Using Fuzzy Logic Approach on Evaporation Modeling
Due to chaotic behavior of weather, meteorological variables are controlled by many parameters which should be analyzed by nonlinear approaches. Thus, long-term prediction is almost impossible. In this study, it is aimed to simulate evaporation by using three different independent
meteorological variables. In this context, daily data taken from Guzelyurt meteorological station in the Northern Cyprus is used. The measured
data includes observations of temperature, relative humidity and atmospheric pressure. The observations are between the years of 2005 and
2014. Adaptive Neuro Fuzzy Inference System method is more useful for the abovementioned meteorological modeling structed in general
stochastical ways in order to obtain a rule based evaporation model with membership functions. Fuzzy Logic model is structured with three
inputs: temperature, relative humidity and atmospheric pressure and one output: evaporation.
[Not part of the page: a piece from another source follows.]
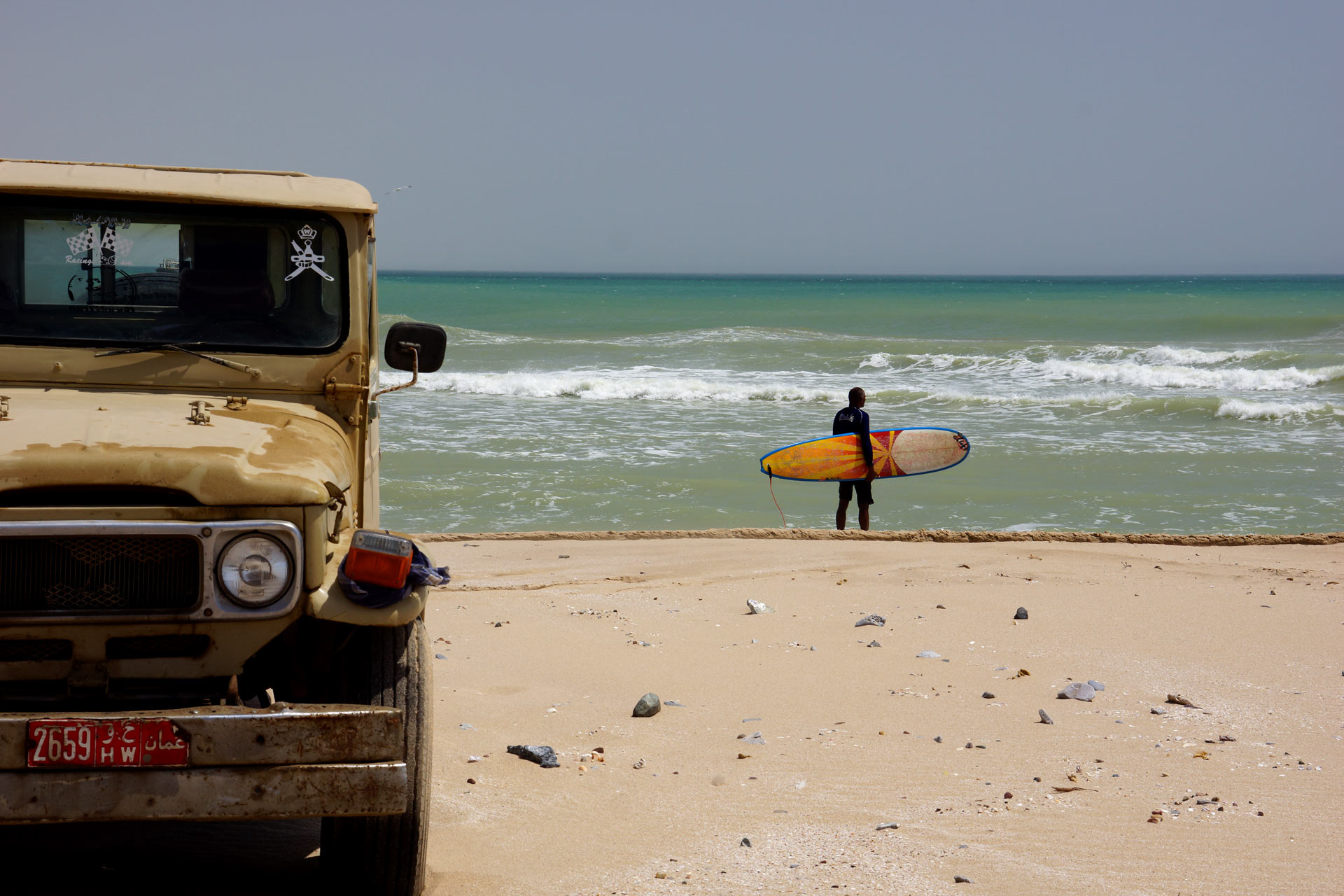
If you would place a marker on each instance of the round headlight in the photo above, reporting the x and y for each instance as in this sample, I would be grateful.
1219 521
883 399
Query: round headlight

Three membership functions are defined for each
input information, therefore we have 27 rules. These rules are defined to model the relations between the inputs and output. Here, Sugeno type
Fuzzy Inference System is chosen for modeling the evaporation. Then, fuzzy based output are compared to real weather data and observations.
The determination coefficient (R2) is obtained as 0.74, which is a statistically significant value. It will be planned to extend the study by considering other factors such as wind and solar radiation.